The Czech Government has decided that next month’s EU leaders’ summit in Brussels will be chaired by prime minister Jan Fischer rather than its president Vaclav Klaus.
The announcement should calm the nerves of EU diplomats, who feared the eurosceptic president could prompt a public relations disaster over his opposition to the Lisbon Treaty.
“A decision was made today by the Government that Mr Fischer would chair the EU leaders’ summit. It is normal practice under the Czech rules,” said a Czech diplomat yesterday.
Concern over Mr Klaus’s attendance at the summit is one of the reasons the Government is fast tracking work on its legal guarantees on the Lisbon Treaty to try to get a political agreement among EU states before the summit begins.
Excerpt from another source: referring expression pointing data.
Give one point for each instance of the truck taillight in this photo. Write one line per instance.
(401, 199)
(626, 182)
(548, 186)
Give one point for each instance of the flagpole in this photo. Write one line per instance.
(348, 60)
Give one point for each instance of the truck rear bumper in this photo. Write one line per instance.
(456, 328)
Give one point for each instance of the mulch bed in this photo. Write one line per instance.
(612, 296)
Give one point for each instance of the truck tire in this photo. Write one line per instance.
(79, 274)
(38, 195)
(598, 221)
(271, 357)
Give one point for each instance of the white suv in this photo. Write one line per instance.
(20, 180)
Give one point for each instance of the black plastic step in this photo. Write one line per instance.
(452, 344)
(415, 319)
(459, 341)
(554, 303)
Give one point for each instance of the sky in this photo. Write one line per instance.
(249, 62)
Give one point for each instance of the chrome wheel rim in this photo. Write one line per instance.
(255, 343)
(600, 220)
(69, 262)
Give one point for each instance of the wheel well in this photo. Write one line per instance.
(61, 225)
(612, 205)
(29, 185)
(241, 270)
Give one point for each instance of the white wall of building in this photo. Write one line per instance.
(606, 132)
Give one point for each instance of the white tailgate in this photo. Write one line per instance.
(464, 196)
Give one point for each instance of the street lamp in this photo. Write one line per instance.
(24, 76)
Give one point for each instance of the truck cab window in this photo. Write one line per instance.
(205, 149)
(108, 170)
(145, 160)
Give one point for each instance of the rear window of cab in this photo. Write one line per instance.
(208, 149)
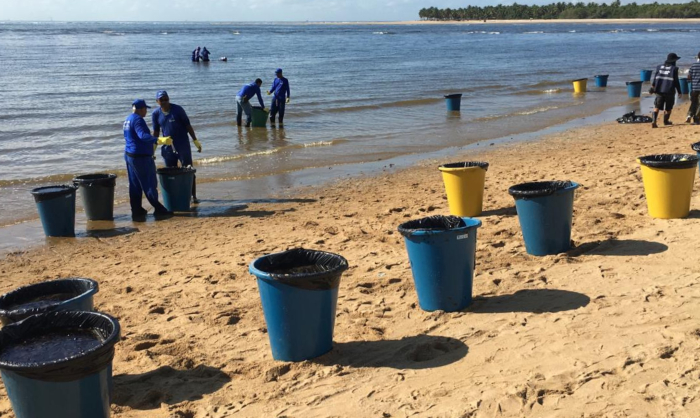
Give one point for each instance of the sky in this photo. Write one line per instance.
(231, 10)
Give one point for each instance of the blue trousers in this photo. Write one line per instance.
(142, 180)
(277, 106)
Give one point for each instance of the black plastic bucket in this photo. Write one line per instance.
(74, 294)
(98, 195)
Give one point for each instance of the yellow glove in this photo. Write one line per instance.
(164, 140)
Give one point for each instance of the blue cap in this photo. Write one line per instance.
(140, 104)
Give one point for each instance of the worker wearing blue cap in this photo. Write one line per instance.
(140, 167)
(280, 89)
(175, 124)
(243, 101)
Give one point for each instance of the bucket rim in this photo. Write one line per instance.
(92, 288)
(469, 223)
(105, 344)
(175, 171)
(61, 189)
(464, 166)
(565, 186)
(689, 161)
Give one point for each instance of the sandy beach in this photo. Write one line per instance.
(609, 329)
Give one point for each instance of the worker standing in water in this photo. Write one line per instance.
(140, 167)
(280, 89)
(175, 124)
(205, 54)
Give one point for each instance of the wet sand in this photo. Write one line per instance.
(608, 329)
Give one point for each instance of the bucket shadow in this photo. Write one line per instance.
(624, 247)
(530, 300)
(166, 385)
(417, 352)
(509, 211)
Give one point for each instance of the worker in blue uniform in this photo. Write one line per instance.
(280, 89)
(140, 167)
(174, 122)
(243, 101)
(205, 54)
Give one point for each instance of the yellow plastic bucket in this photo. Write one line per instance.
(668, 184)
(464, 184)
(580, 85)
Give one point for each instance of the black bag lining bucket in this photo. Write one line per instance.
(467, 164)
(302, 268)
(42, 297)
(59, 346)
(431, 223)
(538, 188)
(677, 161)
(91, 180)
(42, 194)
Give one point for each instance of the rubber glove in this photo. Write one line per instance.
(164, 140)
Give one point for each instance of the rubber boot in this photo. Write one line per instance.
(194, 190)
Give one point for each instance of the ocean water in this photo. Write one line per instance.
(358, 92)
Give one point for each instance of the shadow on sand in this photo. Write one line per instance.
(418, 352)
(623, 247)
(166, 385)
(530, 300)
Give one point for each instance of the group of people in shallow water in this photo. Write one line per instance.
(172, 122)
(200, 54)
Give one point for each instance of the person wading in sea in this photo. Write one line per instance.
(664, 82)
(140, 167)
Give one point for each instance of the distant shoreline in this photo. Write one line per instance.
(515, 22)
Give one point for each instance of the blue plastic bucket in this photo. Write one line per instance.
(74, 294)
(453, 102)
(56, 206)
(634, 88)
(442, 252)
(73, 378)
(601, 80)
(176, 187)
(98, 195)
(299, 293)
(545, 211)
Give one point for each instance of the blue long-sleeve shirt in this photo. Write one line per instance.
(280, 88)
(137, 136)
(250, 90)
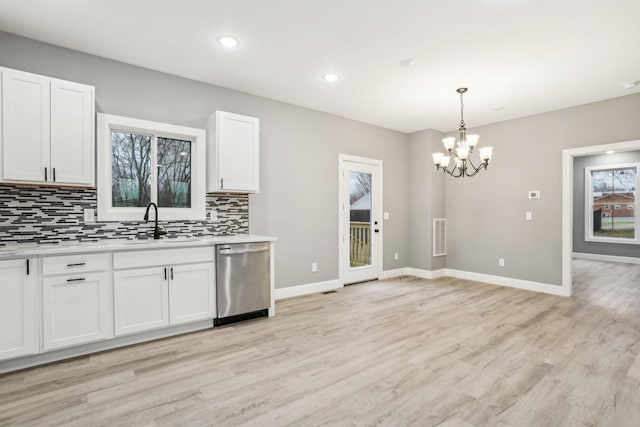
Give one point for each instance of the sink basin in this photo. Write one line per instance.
(185, 240)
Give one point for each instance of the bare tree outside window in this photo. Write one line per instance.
(131, 169)
(614, 197)
(174, 173)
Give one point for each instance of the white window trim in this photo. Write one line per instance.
(108, 122)
(588, 209)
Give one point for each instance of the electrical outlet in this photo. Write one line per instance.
(89, 216)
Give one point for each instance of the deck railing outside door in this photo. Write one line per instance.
(360, 233)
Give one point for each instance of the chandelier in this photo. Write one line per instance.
(457, 161)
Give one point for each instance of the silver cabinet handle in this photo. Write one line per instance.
(228, 251)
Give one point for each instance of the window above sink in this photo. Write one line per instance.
(129, 150)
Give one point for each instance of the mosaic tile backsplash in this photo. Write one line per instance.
(55, 215)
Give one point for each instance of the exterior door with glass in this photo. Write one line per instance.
(360, 219)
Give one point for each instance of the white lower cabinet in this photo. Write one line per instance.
(76, 309)
(18, 335)
(77, 300)
(191, 293)
(141, 299)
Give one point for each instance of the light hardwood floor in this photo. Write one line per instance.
(399, 352)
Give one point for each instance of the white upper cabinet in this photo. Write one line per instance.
(72, 146)
(234, 161)
(47, 130)
(25, 127)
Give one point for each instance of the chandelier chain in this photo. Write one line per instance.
(461, 111)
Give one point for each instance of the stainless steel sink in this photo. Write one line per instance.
(185, 240)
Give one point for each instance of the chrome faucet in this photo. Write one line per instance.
(156, 231)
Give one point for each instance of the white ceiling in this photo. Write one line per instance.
(518, 57)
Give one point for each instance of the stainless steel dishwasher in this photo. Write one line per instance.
(243, 281)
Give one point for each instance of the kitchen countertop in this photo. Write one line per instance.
(116, 245)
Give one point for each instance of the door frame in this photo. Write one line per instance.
(567, 201)
(342, 261)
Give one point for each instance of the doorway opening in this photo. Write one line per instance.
(568, 157)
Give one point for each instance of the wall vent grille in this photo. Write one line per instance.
(439, 236)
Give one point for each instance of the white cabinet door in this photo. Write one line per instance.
(25, 127)
(236, 156)
(17, 308)
(141, 299)
(76, 309)
(192, 294)
(72, 148)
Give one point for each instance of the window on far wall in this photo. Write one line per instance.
(612, 185)
(130, 150)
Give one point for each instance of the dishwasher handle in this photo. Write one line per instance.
(229, 251)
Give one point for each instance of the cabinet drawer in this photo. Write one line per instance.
(162, 257)
(75, 264)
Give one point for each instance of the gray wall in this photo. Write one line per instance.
(299, 151)
(579, 243)
(486, 213)
(426, 199)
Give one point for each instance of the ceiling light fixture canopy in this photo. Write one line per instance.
(459, 154)
(331, 77)
(228, 41)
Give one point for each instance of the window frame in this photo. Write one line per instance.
(106, 123)
(589, 236)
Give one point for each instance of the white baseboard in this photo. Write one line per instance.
(426, 274)
(608, 258)
(309, 288)
(410, 271)
(330, 285)
(396, 272)
(509, 282)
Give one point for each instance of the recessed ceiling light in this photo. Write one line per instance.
(331, 77)
(408, 62)
(228, 41)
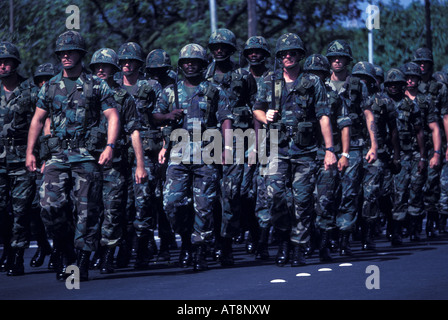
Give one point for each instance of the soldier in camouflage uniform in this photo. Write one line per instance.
(294, 103)
(74, 101)
(240, 87)
(145, 93)
(159, 68)
(18, 98)
(408, 181)
(190, 181)
(104, 64)
(327, 181)
(43, 73)
(438, 94)
(354, 92)
(373, 172)
(428, 106)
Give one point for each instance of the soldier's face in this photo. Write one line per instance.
(7, 65)
(338, 64)
(103, 70)
(412, 81)
(130, 66)
(191, 66)
(69, 58)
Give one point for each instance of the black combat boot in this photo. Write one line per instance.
(262, 251)
(282, 257)
(298, 255)
(344, 246)
(83, 264)
(43, 250)
(107, 265)
(185, 256)
(17, 268)
(199, 258)
(324, 246)
(143, 254)
(226, 258)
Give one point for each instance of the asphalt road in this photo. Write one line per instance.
(414, 271)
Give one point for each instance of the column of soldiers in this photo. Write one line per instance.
(87, 158)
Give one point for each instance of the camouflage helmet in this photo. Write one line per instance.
(317, 62)
(289, 41)
(45, 69)
(105, 55)
(158, 58)
(222, 36)
(394, 75)
(131, 51)
(411, 69)
(364, 68)
(257, 42)
(339, 48)
(441, 77)
(70, 40)
(193, 51)
(379, 72)
(422, 54)
(9, 50)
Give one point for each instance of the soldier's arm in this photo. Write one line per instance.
(36, 126)
(113, 129)
(437, 143)
(371, 128)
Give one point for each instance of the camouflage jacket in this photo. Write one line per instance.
(240, 87)
(15, 118)
(299, 108)
(76, 116)
(207, 106)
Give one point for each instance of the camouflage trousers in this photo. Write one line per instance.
(372, 184)
(189, 198)
(145, 198)
(17, 191)
(408, 186)
(114, 203)
(350, 188)
(67, 188)
(297, 175)
(236, 193)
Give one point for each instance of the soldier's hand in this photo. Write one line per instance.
(162, 157)
(435, 161)
(329, 160)
(343, 164)
(140, 175)
(270, 115)
(106, 156)
(371, 156)
(30, 162)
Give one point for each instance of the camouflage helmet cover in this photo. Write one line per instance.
(105, 55)
(364, 68)
(131, 51)
(223, 36)
(422, 54)
(70, 40)
(339, 48)
(411, 69)
(317, 62)
(257, 42)
(158, 58)
(394, 75)
(289, 41)
(193, 51)
(45, 69)
(9, 50)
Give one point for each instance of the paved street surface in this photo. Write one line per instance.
(412, 271)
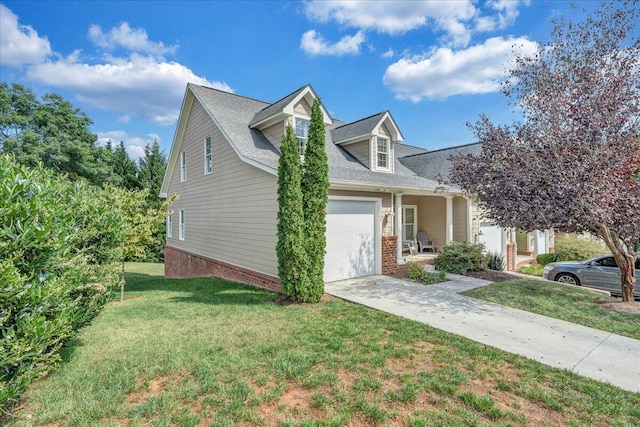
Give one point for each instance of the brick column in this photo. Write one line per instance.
(389, 254)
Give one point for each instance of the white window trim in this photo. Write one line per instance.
(404, 223)
(388, 153)
(181, 225)
(208, 159)
(183, 166)
(306, 139)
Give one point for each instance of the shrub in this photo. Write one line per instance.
(569, 247)
(495, 261)
(459, 257)
(544, 259)
(60, 253)
(533, 269)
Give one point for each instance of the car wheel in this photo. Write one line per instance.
(567, 278)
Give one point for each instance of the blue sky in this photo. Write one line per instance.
(434, 64)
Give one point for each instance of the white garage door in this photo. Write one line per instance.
(491, 237)
(351, 239)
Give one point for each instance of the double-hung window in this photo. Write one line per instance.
(183, 166)
(181, 225)
(382, 151)
(302, 133)
(208, 156)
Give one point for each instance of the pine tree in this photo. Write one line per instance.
(315, 190)
(290, 249)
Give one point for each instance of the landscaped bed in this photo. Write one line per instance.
(210, 352)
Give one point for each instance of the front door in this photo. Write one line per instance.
(409, 222)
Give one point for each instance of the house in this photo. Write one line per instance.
(437, 163)
(223, 167)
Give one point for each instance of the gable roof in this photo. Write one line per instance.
(363, 127)
(437, 162)
(232, 114)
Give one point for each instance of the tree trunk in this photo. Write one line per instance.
(628, 277)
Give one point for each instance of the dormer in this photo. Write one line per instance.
(294, 110)
(371, 140)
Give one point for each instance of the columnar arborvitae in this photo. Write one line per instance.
(290, 249)
(315, 189)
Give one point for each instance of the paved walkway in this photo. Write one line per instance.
(586, 351)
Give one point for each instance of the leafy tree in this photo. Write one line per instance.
(290, 248)
(50, 131)
(572, 163)
(315, 190)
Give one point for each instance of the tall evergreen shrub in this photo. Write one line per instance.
(290, 249)
(315, 190)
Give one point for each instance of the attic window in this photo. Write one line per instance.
(302, 133)
(382, 150)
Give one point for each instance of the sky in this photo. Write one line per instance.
(435, 65)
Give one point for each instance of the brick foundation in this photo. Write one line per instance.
(179, 264)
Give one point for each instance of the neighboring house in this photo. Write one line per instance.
(432, 164)
(223, 166)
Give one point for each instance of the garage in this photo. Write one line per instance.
(491, 237)
(352, 238)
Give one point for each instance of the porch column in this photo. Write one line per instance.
(449, 226)
(398, 216)
(470, 221)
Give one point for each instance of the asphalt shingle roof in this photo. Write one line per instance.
(430, 164)
(233, 114)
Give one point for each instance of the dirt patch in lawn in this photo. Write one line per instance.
(622, 307)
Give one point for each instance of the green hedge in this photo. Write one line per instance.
(61, 245)
(459, 257)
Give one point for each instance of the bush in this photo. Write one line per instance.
(495, 261)
(60, 253)
(459, 257)
(417, 272)
(544, 259)
(569, 247)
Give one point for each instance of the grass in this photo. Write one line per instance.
(569, 303)
(211, 352)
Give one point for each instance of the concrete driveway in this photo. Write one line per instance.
(586, 351)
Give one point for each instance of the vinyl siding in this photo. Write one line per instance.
(361, 151)
(274, 133)
(230, 213)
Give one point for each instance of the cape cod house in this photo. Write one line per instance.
(223, 166)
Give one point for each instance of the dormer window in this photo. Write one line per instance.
(302, 133)
(382, 152)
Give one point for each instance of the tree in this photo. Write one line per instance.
(50, 131)
(151, 169)
(125, 169)
(315, 191)
(572, 163)
(290, 248)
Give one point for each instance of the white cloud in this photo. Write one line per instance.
(139, 86)
(314, 44)
(445, 72)
(20, 44)
(133, 144)
(131, 39)
(458, 20)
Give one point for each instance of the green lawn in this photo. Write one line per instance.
(211, 352)
(570, 303)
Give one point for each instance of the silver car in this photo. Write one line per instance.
(599, 273)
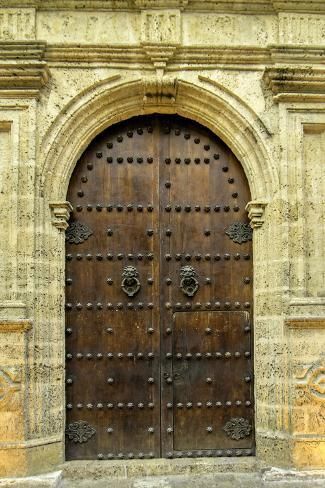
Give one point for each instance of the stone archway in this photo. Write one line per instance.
(112, 101)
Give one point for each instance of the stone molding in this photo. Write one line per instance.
(181, 57)
(305, 323)
(256, 210)
(60, 213)
(104, 105)
(159, 90)
(22, 69)
(295, 83)
(17, 23)
(231, 6)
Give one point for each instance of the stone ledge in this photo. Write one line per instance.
(50, 480)
(277, 474)
(155, 467)
(305, 323)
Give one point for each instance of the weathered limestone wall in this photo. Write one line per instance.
(251, 71)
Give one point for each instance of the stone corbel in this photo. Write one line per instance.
(60, 213)
(159, 90)
(256, 210)
(160, 35)
(295, 84)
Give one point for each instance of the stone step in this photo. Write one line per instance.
(94, 470)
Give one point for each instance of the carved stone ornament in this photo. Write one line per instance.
(240, 232)
(77, 232)
(130, 283)
(237, 428)
(189, 283)
(80, 431)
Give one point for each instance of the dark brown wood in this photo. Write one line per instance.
(159, 296)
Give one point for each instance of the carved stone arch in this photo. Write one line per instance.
(112, 101)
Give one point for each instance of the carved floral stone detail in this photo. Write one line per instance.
(77, 232)
(80, 431)
(237, 428)
(310, 386)
(189, 283)
(130, 283)
(239, 232)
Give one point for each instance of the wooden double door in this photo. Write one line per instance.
(158, 296)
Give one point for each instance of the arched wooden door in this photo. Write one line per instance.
(158, 296)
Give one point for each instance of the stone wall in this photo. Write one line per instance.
(251, 71)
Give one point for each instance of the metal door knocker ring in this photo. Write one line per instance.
(189, 283)
(130, 282)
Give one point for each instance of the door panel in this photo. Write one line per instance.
(158, 253)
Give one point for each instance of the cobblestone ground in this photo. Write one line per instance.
(240, 480)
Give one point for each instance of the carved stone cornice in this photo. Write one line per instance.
(227, 6)
(159, 90)
(289, 83)
(60, 213)
(22, 67)
(256, 209)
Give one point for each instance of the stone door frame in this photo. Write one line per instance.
(86, 116)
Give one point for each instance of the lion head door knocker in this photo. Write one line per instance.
(189, 283)
(130, 282)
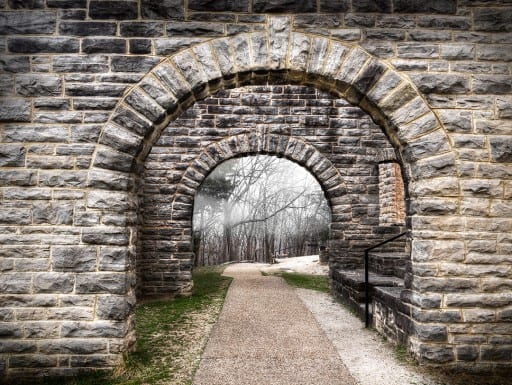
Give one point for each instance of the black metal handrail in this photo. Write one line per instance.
(366, 277)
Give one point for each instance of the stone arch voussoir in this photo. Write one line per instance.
(343, 69)
(254, 143)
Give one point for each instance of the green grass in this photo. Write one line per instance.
(306, 281)
(162, 329)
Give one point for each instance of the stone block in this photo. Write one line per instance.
(38, 85)
(457, 51)
(87, 28)
(417, 51)
(107, 200)
(422, 6)
(133, 63)
(115, 259)
(14, 110)
(107, 283)
(109, 180)
(73, 346)
(33, 45)
(25, 4)
(115, 307)
(33, 361)
(12, 155)
(95, 89)
(91, 64)
(65, 4)
(95, 329)
(441, 83)
(118, 10)
(53, 283)
(113, 160)
(27, 23)
(494, 84)
(106, 236)
(140, 46)
(53, 213)
(283, 6)
(447, 251)
(18, 178)
(142, 29)
(100, 45)
(121, 139)
(482, 188)
(16, 283)
(133, 121)
(491, 19)
(15, 64)
(74, 258)
(194, 29)
(501, 148)
(207, 62)
(15, 216)
(467, 353)
(61, 178)
(162, 9)
(445, 22)
(468, 300)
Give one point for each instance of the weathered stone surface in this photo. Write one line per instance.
(283, 6)
(115, 307)
(419, 6)
(501, 148)
(492, 84)
(53, 283)
(87, 28)
(119, 10)
(38, 85)
(12, 155)
(26, 23)
(121, 139)
(133, 63)
(142, 29)
(95, 329)
(441, 83)
(96, 45)
(492, 19)
(107, 236)
(115, 259)
(162, 9)
(14, 110)
(43, 45)
(74, 258)
(107, 283)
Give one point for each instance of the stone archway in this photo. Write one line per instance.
(297, 58)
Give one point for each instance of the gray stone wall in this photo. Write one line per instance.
(88, 86)
(344, 135)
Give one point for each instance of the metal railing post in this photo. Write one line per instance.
(367, 278)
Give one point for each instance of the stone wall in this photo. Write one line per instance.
(391, 194)
(342, 134)
(88, 86)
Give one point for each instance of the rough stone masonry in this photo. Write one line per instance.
(112, 114)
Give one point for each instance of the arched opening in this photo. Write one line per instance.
(257, 209)
(413, 132)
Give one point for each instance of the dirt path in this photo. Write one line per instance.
(265, 335)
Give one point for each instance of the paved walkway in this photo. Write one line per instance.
(266, 336)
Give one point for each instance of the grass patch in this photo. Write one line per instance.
(171, 335)
(306, 281)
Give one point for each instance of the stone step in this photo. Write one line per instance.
(388, 264)
(351, 282)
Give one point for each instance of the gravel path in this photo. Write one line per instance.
(368, 359)
(266, 336)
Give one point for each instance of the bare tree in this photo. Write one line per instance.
(255, 208)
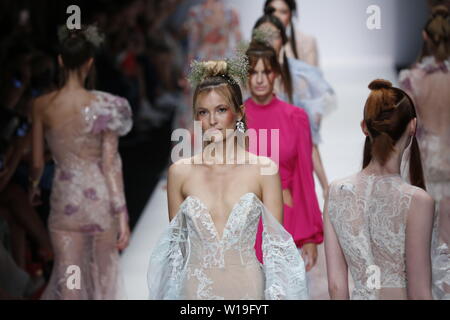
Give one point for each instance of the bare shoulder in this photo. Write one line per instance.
(421, 201)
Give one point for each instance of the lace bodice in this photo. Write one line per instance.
(369, 215)
(193, 261)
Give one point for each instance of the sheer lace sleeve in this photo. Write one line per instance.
(284, 267)
(168, 260)
(109, 112)
(110, 116)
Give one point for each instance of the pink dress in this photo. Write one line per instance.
(304, 220)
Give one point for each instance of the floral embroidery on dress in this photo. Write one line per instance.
(369, 215)
(91, 194)
(70, 209)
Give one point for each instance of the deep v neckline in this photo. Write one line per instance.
(230, 214)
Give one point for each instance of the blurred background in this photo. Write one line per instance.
(149, 46)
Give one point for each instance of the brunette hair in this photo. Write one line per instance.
(269, 17)
(293, 8)
(387, 113)
(438, 31)
(75, 51)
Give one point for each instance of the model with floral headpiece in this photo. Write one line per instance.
(215, 202)
(88, 221)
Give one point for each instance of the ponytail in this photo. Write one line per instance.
(387, 113)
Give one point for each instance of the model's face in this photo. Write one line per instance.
(215, 114)
(274, 36)
(282, 11)
(261, 81)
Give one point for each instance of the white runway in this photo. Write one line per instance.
(341, 153)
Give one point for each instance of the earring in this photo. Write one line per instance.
(240, 126)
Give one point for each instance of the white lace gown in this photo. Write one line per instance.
(369, 214)
(191, 261)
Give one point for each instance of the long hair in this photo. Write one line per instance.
(387, 113)
(293, 8)
(221, 82)
(437, 30)
(268, 17)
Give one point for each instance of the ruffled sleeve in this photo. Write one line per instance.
(109, 112)
(308, 227)
(168, 260)
(283, 266)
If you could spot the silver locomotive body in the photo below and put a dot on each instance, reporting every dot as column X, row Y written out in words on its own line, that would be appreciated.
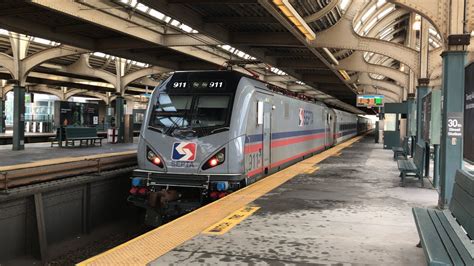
column 217, row 131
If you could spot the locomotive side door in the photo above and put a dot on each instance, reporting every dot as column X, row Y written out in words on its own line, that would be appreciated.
column 326, row 128
column 267, row 132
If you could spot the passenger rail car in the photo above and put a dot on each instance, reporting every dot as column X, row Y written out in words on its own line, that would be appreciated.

There will also be considerable relief in Germany, which had floated the possibility of holding a summit in July to finalise work on the guarantees to avoid a showdown with Mr Klaus.
Earlier this week Mr Fischer – an interim prime minister appointed following the collapse of the previous administration – said he wanted to chair the summit but had not reached agreement with Mr Klaus.
Czech diplomats said a deal was struck yesterday that would enable Mr Fischer to chair the European Council.
The decision, however, is unlikely to change the Government’s strategy of fast-tracking talks on the legal guarantees on abortion, neutrality and taxation.